Einde inhoudsopgave
Wet op de rechterlijke organisatie
Artikel 33 [Budget voor de afzonderlijke gerechten]
Geldend
Geldend vanaf 01-07-2011
- Bronpublicatie:
19-05-2011, Stb. 2011, 256 (uitgifte: 31-05-2011, kamerstukken: 32562)
- Inwerkingtreding
01-07-2011
- Bronpublicatie inwerkingtreding:
27-06-2011, Stb. 2011, 324 (uitgifte: 29-06-2011, kamerstukken/regelingnummer: -)
- Vakgebied(en)
Juridische beroepen / Rechter
Staatsrecht / Rechtspraak
1.
De Raad maakt aan elk gerecht zo spoedig mogelijk na de vaststelling van de begroting van het Ministerie van Veiligheid en Justitie bekend, welk budget hij aan het gerecht toekent.
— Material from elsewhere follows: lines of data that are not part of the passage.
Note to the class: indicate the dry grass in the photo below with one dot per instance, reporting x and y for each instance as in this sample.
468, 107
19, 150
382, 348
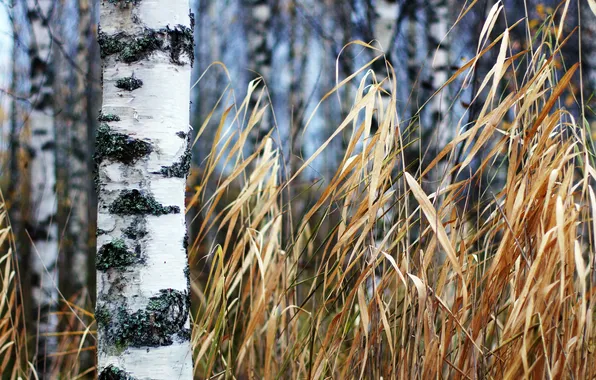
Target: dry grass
381, 276
402, 283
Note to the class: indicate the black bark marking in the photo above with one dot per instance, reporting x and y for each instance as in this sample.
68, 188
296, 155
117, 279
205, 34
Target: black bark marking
114, 373
129, 83
119, 147
178, 41
135, 202
161, 323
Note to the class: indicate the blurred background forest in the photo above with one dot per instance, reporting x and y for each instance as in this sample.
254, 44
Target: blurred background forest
274, 84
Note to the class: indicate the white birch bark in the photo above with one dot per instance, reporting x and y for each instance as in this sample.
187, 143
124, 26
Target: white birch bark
143, 157
44, 229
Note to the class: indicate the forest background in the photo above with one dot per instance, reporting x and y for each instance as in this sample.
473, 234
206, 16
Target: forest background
377, 188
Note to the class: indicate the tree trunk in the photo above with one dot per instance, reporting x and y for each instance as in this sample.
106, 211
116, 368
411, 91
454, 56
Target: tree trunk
442, 131
78, 226
44, 229
143, 157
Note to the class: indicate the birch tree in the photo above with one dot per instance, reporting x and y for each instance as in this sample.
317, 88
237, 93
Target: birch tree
43, 229
143, 157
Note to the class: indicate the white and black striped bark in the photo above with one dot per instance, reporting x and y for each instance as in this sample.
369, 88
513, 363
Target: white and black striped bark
43, 229
143, 158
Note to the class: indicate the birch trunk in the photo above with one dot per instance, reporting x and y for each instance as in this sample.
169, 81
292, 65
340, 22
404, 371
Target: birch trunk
143, 157
78, 226
44, 229
260, 54
438, 26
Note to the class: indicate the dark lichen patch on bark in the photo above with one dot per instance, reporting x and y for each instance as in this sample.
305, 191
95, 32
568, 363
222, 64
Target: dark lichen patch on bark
135, 202
136, 230
159, 324
181, 43
116, 255
102, 316
112, 372
119, 147
107, 117
178, 41
124, 3
129, 83
100, 232
180, 169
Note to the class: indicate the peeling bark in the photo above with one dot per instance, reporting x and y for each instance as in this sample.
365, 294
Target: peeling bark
143, 293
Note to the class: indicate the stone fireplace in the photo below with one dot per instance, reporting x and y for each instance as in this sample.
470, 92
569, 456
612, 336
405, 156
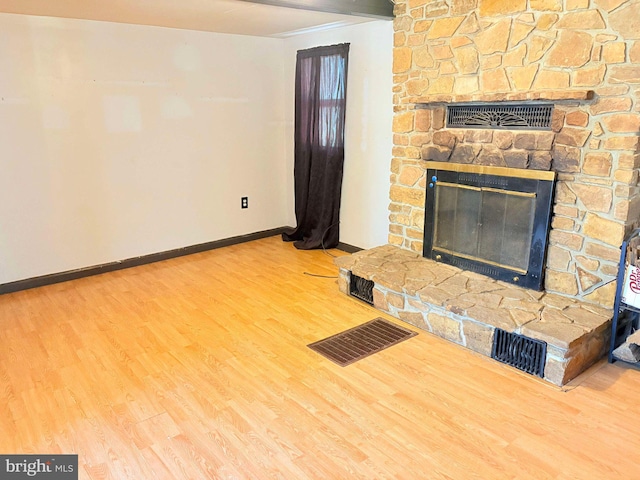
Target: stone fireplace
583, 58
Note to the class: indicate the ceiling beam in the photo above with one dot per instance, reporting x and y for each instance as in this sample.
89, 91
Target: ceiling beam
364, 8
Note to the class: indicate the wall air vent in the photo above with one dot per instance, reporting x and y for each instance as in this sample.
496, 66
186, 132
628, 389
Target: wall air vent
361, 288
512, 116
520, 352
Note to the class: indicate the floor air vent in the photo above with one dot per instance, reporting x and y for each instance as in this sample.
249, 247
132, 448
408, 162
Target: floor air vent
361, 288
520, 352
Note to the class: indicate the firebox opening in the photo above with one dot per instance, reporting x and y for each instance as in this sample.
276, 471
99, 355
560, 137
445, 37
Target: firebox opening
491, 220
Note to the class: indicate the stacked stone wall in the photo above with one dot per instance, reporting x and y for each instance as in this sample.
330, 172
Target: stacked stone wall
581, 55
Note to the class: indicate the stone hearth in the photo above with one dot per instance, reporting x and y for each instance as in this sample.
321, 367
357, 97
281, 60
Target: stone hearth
466, 308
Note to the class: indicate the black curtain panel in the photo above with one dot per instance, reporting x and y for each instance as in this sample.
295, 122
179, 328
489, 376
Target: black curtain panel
321, 94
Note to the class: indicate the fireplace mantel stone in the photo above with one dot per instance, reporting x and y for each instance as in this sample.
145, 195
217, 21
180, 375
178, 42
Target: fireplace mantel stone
546, 95
465, 308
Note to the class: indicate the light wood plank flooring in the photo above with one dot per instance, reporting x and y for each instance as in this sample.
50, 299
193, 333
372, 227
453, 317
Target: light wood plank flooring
197, 368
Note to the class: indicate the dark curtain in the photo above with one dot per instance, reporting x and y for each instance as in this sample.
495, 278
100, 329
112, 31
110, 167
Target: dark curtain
321, 88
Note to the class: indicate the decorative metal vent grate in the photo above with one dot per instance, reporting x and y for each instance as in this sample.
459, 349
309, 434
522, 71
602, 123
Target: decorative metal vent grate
523, 116
520, 352
361, 288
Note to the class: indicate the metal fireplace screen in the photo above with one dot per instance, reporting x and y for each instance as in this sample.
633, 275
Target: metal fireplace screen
520, 352
525, 116
490, 220
361, 288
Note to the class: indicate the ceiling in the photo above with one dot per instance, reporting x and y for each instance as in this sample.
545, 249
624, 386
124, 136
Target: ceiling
224, 16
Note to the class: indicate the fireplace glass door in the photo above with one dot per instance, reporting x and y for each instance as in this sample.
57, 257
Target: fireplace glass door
489, 220
486, 224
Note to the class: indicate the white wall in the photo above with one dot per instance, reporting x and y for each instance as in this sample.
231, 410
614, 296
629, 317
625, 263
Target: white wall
364, 216
121, 140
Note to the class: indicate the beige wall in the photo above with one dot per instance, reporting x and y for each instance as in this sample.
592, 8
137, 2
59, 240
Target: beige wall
121, 140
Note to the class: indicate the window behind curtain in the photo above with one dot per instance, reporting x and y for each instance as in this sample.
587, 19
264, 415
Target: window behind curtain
321, 83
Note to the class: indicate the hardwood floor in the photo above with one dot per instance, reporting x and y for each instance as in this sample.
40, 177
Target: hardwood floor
197, 368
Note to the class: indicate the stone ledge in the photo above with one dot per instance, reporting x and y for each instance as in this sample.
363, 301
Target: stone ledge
465, 308
555, 95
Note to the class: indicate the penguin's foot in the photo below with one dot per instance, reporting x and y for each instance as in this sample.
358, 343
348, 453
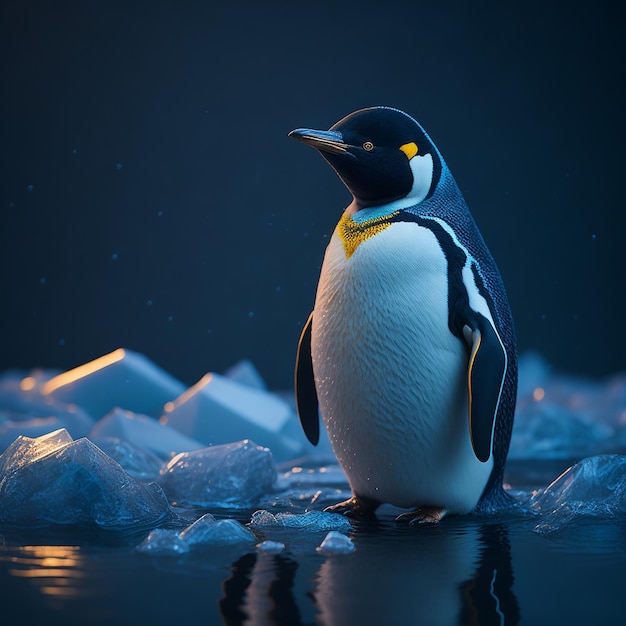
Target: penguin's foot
423, 515
356, 506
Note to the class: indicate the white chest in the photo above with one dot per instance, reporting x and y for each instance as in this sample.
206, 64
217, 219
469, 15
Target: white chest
391, 377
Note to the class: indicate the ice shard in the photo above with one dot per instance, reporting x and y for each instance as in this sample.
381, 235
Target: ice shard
218, 410
237, 474
119, 379
592, 488
144, 431
56, 481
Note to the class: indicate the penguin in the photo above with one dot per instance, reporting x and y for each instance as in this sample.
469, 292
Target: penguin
410, 354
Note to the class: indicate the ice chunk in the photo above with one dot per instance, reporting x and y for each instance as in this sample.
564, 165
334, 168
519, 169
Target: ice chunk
313, 520
120, 378
53, 481
218, 410
161, 542
25, 450
208, 531
561, 416
230, 475
336, 543
594, 487
543, 429
144, 431
71, 418
245, 373
138, 462
271, 547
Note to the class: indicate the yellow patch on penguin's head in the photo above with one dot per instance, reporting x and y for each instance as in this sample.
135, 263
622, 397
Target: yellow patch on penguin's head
410, 149
353, 233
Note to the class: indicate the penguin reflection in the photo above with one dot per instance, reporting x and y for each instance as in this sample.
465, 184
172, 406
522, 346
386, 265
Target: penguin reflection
443, 575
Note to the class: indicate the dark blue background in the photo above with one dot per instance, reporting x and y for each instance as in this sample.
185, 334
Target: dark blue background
151, 198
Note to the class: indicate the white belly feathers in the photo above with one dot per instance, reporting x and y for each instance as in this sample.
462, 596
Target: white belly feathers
391, 378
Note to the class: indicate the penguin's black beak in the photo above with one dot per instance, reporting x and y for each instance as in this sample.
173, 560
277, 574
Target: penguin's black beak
324, 140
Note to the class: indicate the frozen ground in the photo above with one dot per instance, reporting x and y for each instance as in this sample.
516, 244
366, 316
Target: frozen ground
118, 444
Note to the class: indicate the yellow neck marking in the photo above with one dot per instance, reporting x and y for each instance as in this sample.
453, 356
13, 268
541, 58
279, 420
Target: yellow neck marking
353, 233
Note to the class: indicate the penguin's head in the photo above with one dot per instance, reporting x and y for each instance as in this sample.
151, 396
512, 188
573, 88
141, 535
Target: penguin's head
380, 153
Indien het budget afwijkt van het geraamde budget, bedoeld in artikel 30 is de tweede volzin van dat artikel van overeenkomstige toepassing.
2.
Indien het budget afwijkt van het geraamde budget, bedoeld in artikel 30, wijzigt het bestuur de begroting van het gerecht.
3.
Beslissingen tot andere wijzigingen van de begroting kunnen uiterlijk tot het eind van het desbetreffende begrotingsjaar worden genomen.
4.
De Raad wordt van de wijzigingen, bedoeld in het tweede en derde lid, terstond in kennis gesteld.
5.
Het bestuur doet de noodzakelijke uitgaven binnen de grenzen van de vastgestelde of gewijzigde begroting.